The incoming class of 2027 will be the last class whose college admission process was affected by affirmative action. 

USD first-year Ben Strang was disappointed by the Supreme Court’s decision. 

“Affirmative action was in place for a reason,” Strang stated. “It allowed people of color an opportunity to gain an edge in a system that disproportionately benefits white people. Without affirmative action in place, the system will once again be unfair to those who have been setback from the start.”

USD first-year Xochitl Felix shared a similar feeling of disappointment.

“I do believe the system of affirmative action was flawed, but the intention was good,” Felix said. “White affluent students still had a greater advantage in   terms of  them having accessibility to tutors or prep programs for college, whereas low-income minorities who still perform just as well in school but don’t have opportunities to push their potential are now stripped of the possibility of attending these top schools. I think affirmative action could’ve been reformed, but simply taking the whole concept away will leave high school students of minority identity disappointed.” 

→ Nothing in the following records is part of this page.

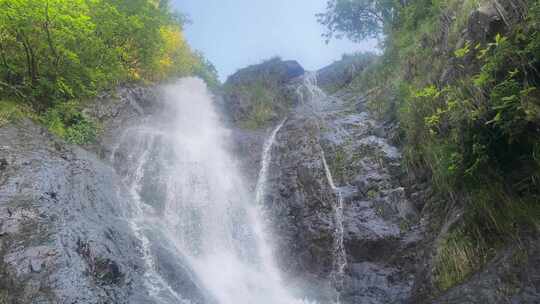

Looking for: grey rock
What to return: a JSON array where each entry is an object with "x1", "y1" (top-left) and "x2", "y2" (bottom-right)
[
  {"x1": 0, "y1": 120, "x2": 147, "y2": 304},
  {"x1": 317, "y1": 53, "x2": 376, "y2": 92},
  {"x1": 0, "y1": 86, "x2": 212, "y2": 304},
  {"x1": 226, "y1": 58, "x2": 304, "y2": 86},
  {"x1": 220, "y1": 58, "x2": 304, "y2": 125}
]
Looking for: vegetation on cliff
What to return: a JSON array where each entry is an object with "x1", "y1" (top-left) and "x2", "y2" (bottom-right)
[
  {"x1": 222, "y1": 57, "x2": 304, "y2": 129},
  {"x1": 0, "y1": 0, "x2": 217, "y2": 143},
  {"x1": 320, "y1": 0, "x2": 540, "y2": 293}
]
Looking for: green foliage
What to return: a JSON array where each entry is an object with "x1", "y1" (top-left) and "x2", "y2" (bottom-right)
[
  {"x1": 433, "y1": 227, "x2": 486, "y2": 291},
  {"x1": 0, "y1": 0, "x2": 218, "y2": 143},
  {"x1": 332, "y1": 0, "x2": 540, "y2": 292},
  {"x1": 434, "y1": 183, "x2": 540, "y2": 291},
  {"x1": 0, "y1": 99, "x2": 35, "y2": 126},
  {"x1": 193, "y1": 52, "x2": 220, "y2": 90},
  {"x1": 454, "y1": 42, "x2": 471, "y2": 58},
  {"x1": 318, "y1": 0, "x2": 400, "y2": 42},
  {"x1": 237, "y1": 82, "x2": 277, "y2": 129},
  {"x1": 387, "y1": 0, "x2": 540, "y2": 194},
  {"x1": 0, "y1": 0, "x2": 217, "y2": 105},
  {"x1": 225, "y1": 58, "x2": 298, "y2": 129},
  {"x1": 42, "y1": 100, "x2": 98, "y2": 144}
]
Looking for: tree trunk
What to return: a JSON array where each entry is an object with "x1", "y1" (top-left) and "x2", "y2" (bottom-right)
[
  {"x1": 18, "y1": 33, "x2": 34, "y2": 84},
  {"x1": 44, "y1": 0, "x2": 60, "y2": 68}
]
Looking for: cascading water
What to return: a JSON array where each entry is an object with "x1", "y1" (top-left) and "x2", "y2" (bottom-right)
[
  {"x1": 296, "y1": 72, "x2": 327, "y2": 110},
  {"x1": 321, "y1": 152, "x2": 347, "y2": 303},
  {"x1": 255, "y1": 119, "x2": 286, "y2": 207},
  {"x1": 112, "y1": 78, "x2": 313, "y2": 304},
  {"x1": 252, "y1": 119, "x2": 287, "y2": 289},
  {"x1": 296, "y1": 73, "x2": 348, "y2": 303}
]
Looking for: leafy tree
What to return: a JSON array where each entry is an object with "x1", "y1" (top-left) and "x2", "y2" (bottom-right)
[
  {"x1": 317, "y1": 0, "x2": 401, "y2": 42},
  {"x1": 0, "y1": 0, "x2": 102, "y2": 106},
  {"x1": 330, "y1": 0, "x2": 540, "y2": 291},
  {"x1": 193, "y1": 52, "x2": 220, "y2": 90},
  {"x1": 0, "y1": 0, "x2": 219, "y2": 143},
  {"x1": 0, "y1": 0, "x2": 217, "y2": 105}
]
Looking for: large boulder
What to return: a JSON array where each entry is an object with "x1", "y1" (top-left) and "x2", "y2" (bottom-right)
[
  {"x1": 221, "y1": 58, "x2": 304, "y2": 128},
  {"x1": 226, "y1": 58, "x2": 304, "y2": 86},
  {"x1": 317, "y1": 53, "x2": 376, "y2": 93}
]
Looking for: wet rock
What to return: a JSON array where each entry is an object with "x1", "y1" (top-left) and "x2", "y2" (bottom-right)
[
  {"x1": 266, "y1": 115, "x2": 336, "y2": 281},
  {"x1": 83, "y1": 84, "x2": 162, "y2": 160},
  {"x1": 342, "y1": 262, "x2": 413, "y2": 304},
  {"x1": 0, "y1": 118, "x2": 212, "y2": 304},
  {"x1": 468, "y1": 2, "x2": 506, "y2": 43},
  {"x1": 245, "y1": 69, "x2": 422, "y2": 303},
  {"x1": 0, "y1": 120, "x2": 151, "y2": 303},
  {"x1": 93, "y1": 257, "x2": 123, "y2": 285},
  {"x1": 0, "y1": 158, "x2": 7, "y2": 171},
  {"x1": 151, "y1": 239, "x2": 215, "y2": 304},
  {"x1": 229, "y1": 127, "x2": 267, "y2": 188}
]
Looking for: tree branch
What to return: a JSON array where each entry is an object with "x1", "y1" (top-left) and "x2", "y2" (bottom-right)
[
  {"x1": 0, "y1": 80, "x2": 28, "y2": 100},
  {"x1": 44, "y1": 0, "x2": 60, "y2": 67}
]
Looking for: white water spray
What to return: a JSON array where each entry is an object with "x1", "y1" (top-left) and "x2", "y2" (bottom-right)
[
  {"x1": 296, "y1": 72, "x2": 327, "y2": 110},
  {"x1": 255, "y1": 119, "x2": 286, "y2": 205},
  {"x1": 115, "y1": 78, "x2": 314, "y2": 304}
]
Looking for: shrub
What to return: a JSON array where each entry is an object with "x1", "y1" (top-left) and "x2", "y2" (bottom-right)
[
  {"x1": 0, "y1": 99, "x2": 37, "y2": 126},
  {"x1": 0, "y1": 2, "x2": 218, "y2": 102},
  {"x1": 42, "y1": 101, "x2": 98, "y2": 144},
  {"x1": 327, "y1": 0, "x2": 540, "y2": 291},
  {"x1": 239, "y1": 82, "x2": 276, "y2": 129},
  {"x1": 433, "y1": 228, "x2": 485, "y2": 291}
]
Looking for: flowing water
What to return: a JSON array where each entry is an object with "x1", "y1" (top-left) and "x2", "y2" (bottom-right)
[
  {"x1": 297, "y1": 73, "x2": 348, "y2": 303},
  {"x1": 296, "y1": 72, "x2": 327, "y2": 110},
  {"x1": 255, "y1": 119, "x2": 286, "y2": 207},
  {"x1": 321, "y1": 151, "x2": 347, "y2": 303},
  {"x1": 252, "y1": 119, "x2": 287, "y2": 291},
  {"x1": 112, "y1": 78, "x2": 315, "y2": 304}
]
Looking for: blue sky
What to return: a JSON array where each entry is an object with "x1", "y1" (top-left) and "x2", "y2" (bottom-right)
[{"x1": 171, "y1": 0, "x2": 377, "y2": 81}]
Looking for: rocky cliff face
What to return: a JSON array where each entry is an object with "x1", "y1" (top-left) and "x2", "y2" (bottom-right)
[
  {"x1": 0, "y1": 120, "x2": 150, "y2": 303},
  {"x1": 2, "y1": 12, "x2": 539, "y2": 301},
  {"x1": 224, "y1": 38, "x2": 540, "y2": 303},
  {"x1": 0, "y1": 85, "x2": 211, "y2": 304},
  {"x1": 224, "y1": 57, "x2": 421, "y2": 303},
  {"x1": 264, "y1": 77, "x2": 421, "y2": 303},
  {"x1": 220, "y1": 58, "x2": 303, "y2": 129},
  {"x1": 316, "y1": 53, "x2": 376, "y2": 93}
]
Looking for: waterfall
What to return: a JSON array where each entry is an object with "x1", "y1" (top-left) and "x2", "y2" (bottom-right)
[
  {"x1": 114, "y1": 78, "x2": 312, "y2": 304},
  {"x1": 321, "y1": 152, "x2": 347, "y2": 303},
  {"x1": 296, "y1": 72, "x2": 327, "y2": 110},
  {"x1": 250, "y1": 118, "x2": 288, "y2": 301},
  {"x1": 297, "y1": 73, "x2": 348, "y2": 302},
  {"x1": 255, "y1": 119, "x2": 286, "y2": 205}
]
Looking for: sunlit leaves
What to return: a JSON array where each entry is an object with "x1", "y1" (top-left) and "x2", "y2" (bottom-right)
[{"x1": 0, "y1": 0, "x2": 218, "y2": 106}]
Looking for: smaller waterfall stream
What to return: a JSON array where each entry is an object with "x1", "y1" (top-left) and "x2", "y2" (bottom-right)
[
  {"x1": 321, "y1": 152, "x2": 347, "y2": 303},
  {"x1": 297, "y1": 72, "x2": 348, "y2": 303},
  {"x1": 251, "y1": 118, "x2": 287, "y2": 297},
  {"x1": 255, "y1": 119, "x2": 287, "y2": 205}
]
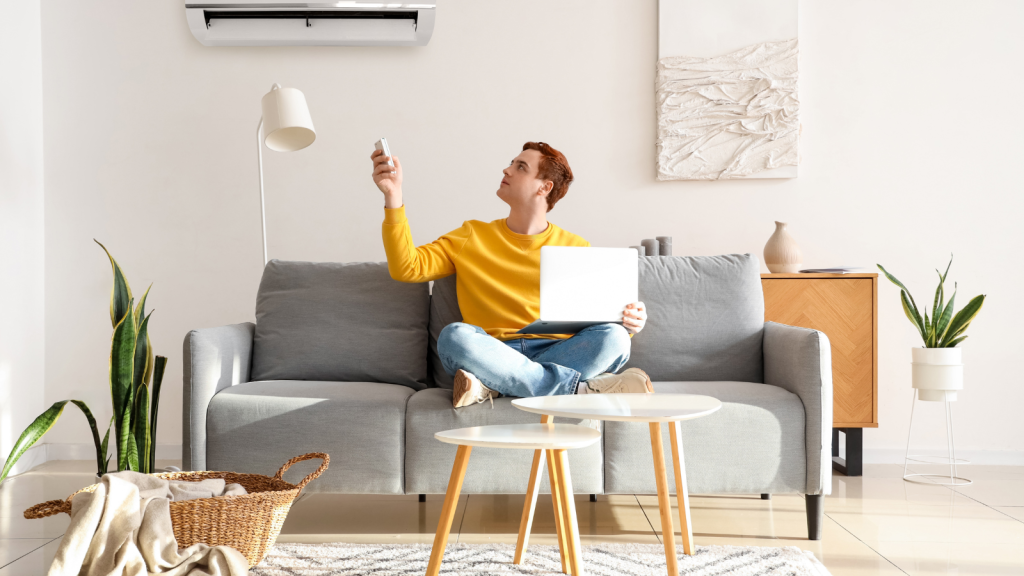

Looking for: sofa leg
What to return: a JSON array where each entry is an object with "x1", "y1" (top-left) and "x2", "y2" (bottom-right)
[
  {"x1": 761, "y1": 493, "x2": 771, "y2": 500},
  {"x1": 590, "y1": 494, "x2": 597, "y2": 502},
  {"x1": 805, "y1": 494, "x2": 823, "y2": 540},
  {"x1": 419, "y1": 494, "x2": 426, "y2": 503}
]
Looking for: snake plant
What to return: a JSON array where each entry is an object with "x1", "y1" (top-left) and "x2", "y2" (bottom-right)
[
  {"x1": 877, "y1": 255, "x2": 985, "y2": 348},
  {"x1": 0, "y1": 241, "x2": 167, "y2": 484}
]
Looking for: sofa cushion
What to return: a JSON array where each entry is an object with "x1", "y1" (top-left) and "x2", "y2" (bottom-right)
[
  {"x1": 206, "y1": 380, "x2": 414, "y2": 494},
  {"x1": 624, "y1": 254, "x2": 764, "y2": 382},
  {"x1": 604, "y1": 381, "x2": 805, "y2": 495},
  {"x1": 252, "y1": 260, "x2": 430, "y2": 389},
  {"x1": 405, "y1": 388, "x2": 603, "y2": 494},
  {"x1": 428, "y1": 275, "x2": 462, "y2": 389}
]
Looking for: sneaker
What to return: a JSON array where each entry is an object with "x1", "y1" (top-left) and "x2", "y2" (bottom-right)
[
  {"x1": 580, "y1": 368, "x2": 654, "y2": 394},
  {"x1": 452, "y1": 369, "x2": 498, "y2": 408}
]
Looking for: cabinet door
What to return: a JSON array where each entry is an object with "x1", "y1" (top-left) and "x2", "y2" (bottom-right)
[{"x1": 762, "y1": 278, "x2": 876, "y2": 427}]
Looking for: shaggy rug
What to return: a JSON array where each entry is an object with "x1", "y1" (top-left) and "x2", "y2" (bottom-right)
[{"x1": 251, "y1": 542, "x2": 831, "y2": 575}]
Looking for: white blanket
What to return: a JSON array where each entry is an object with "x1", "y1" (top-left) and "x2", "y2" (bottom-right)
[{"x1": 49, "y1": 471, "x2": 251, "y2": 576}]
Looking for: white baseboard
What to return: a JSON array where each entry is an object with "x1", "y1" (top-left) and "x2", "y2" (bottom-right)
[
  {"x1": 13, "y1": 443, "x2": 183, "y2": 471},
  {"x1": 863, "y1": 448, "x2": 1024, "y2": 466},
  {"x1": 6, "y1": 444, "x2": 48, "y2": 476},
  {"x1": 15, "y1": 444, "x2": 1024, "y2": 472}
]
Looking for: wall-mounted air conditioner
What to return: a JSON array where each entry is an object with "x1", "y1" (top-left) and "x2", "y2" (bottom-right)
[{"x1": 185, "y1": 1, "x2": 436, "y2": 47}]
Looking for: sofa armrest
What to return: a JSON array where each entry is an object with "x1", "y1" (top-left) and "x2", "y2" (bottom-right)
[
  {"x1": 762, "y1": 321, "x2": 833, "y2": 495},
  {"x1": 182, "y1": 322, "x2": 255, "y2": 471}
]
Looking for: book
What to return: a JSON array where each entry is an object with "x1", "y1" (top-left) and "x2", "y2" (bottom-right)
[{"x1": 798, "y1": 266, "x2": 870, "y2": 274}]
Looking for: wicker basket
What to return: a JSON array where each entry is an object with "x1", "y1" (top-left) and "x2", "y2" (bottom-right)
[{"x1": 24, "y1": 452, "x2": 329, "y2": 568}]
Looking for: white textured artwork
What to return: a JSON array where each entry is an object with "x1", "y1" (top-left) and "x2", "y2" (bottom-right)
[{"x1": 658, "y1": 0, "x2": 799, "y2": 180}]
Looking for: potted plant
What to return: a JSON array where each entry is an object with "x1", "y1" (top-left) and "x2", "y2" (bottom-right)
[
  {"x1": 0, "y1": 241, "x2": 167, "y2": 484},
  {"x1": 877, "y1": 256, "x2": 985, "y2": 401}
]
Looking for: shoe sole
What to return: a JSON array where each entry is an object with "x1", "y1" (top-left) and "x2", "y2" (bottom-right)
[
  {"x1": 630, "y1": 368, "x2": 655, "y2": 393},
  {"x1": 452, "y1": 369, "x2": 472, "y2": 408}
]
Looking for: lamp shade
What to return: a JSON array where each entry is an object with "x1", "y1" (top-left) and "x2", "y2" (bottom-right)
[{"x1": 260, "y1": 83, "x2": 315, "y2": 152}]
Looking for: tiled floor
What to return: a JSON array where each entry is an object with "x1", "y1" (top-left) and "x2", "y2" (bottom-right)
[{"x1": 1, "y1": 461, "x2": 1022, "y2": 575}]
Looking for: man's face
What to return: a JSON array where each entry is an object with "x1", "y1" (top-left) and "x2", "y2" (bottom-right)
[{"x1": 497, "y1": 149, "x2": 551, "y2": 208}]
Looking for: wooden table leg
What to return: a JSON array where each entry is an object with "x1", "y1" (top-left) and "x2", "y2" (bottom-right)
[
  {"x1": 514, "y1": 448, "x2": 546, "y2": 564},
  {"x1": 668, "y1": 421, "x2": 694, "y2": 555},
  {"x1": 426, "y1": 444, "x2": 472, "y2": 576},
  {"x1": 649, "y1": 423, "x2": 678, "y2": 576},
  {"x1": 547, "y1": 446, "x2": 570, "y2": 574},
  {"x1": 555, "y1": 449, "x2": 584, "y2": 576}
]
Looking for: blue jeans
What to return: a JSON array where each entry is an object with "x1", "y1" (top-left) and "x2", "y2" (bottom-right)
[{"x1": 437, "y1": 322, "x2": 631, "y2": 397}]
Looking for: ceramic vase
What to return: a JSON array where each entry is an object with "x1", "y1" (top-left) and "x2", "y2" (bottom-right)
[
  {"x1": 764, "y1": 221, "x2": 802, "y2": 273},
  {"x1": 912, "y1": 347, "x2": 963, "y2": 402}
]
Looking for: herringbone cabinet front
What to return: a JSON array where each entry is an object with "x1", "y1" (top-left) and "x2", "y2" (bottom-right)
[{"x1": 761, "y1": 274, "x2": 878, "y2": 428}]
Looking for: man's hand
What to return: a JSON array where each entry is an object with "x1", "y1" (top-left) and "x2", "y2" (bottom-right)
[
  {"x1": 623, "y1": 301, "x2": 647, "y2": 334},
  {"x1": 371, "y1": 149, "x2": 403, "y2": 208}
]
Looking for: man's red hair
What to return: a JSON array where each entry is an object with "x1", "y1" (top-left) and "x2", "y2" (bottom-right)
[{"x1": 523, "y1": 142, "x2": 573, "y2": 212}]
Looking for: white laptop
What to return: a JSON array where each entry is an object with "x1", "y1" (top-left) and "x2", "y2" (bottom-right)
[{"x1": 517, "y1": 246, "x2": 639, "y2": 335}]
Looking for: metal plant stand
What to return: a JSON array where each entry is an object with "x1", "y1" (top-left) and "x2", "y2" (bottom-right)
[{"x1": 903, "y1": 389, "x2": 971, "y2": 486}]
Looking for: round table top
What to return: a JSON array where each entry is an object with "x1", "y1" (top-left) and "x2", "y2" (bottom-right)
[
  {"x1": 434, "y1": 423, "x2": 602, "y2": 450},
  {"x1": 512, "y1": 393, "x2": 722, "y2": 422}
]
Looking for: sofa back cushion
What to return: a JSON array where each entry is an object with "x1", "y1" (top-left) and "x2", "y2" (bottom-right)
[
  {"x1": 427, "y1": 275, "x2": 461, "y2": 389},
  {"x1": 252, "y1": 260, "x2": 430, "y2": 389},
  {"x1": 623, "y1": 254, "x2": 765, "y2": 382}
]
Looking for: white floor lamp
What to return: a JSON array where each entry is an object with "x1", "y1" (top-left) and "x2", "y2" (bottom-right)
[{"x1": 257, "y1": 83, "x2": 316, "y2": 265}]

First-year Lily Delahanty believes that the Supreme Court should have focused on other issues in college admissions, rather than affirmative action.

“I believe that the Supreme Court should have looked at the process of legacy admissions before even blinking an eye toward affirmative action,” Delahanty said. Legacy admissions is a preference given by an institution to students who have a family member who is an alumnus.

Despite the ban, there are still ways that some universities are factoring in students’ race to their admission. According to the New York Times, many highly selective colleges “are using words and phrases like ‘identity’ and ‘life experience,’ and are probing aspects of a student’s upbringing and background” in order to understand how race may have created adversity in students’ lives.  

Some workarounds have come under criticism. Columbia Law School added and deleted a video requirement to their application after being accused of attempting to circumvent the affirmative action ban. The controversial Supreme Court decision will impact university admission and diversity across the country.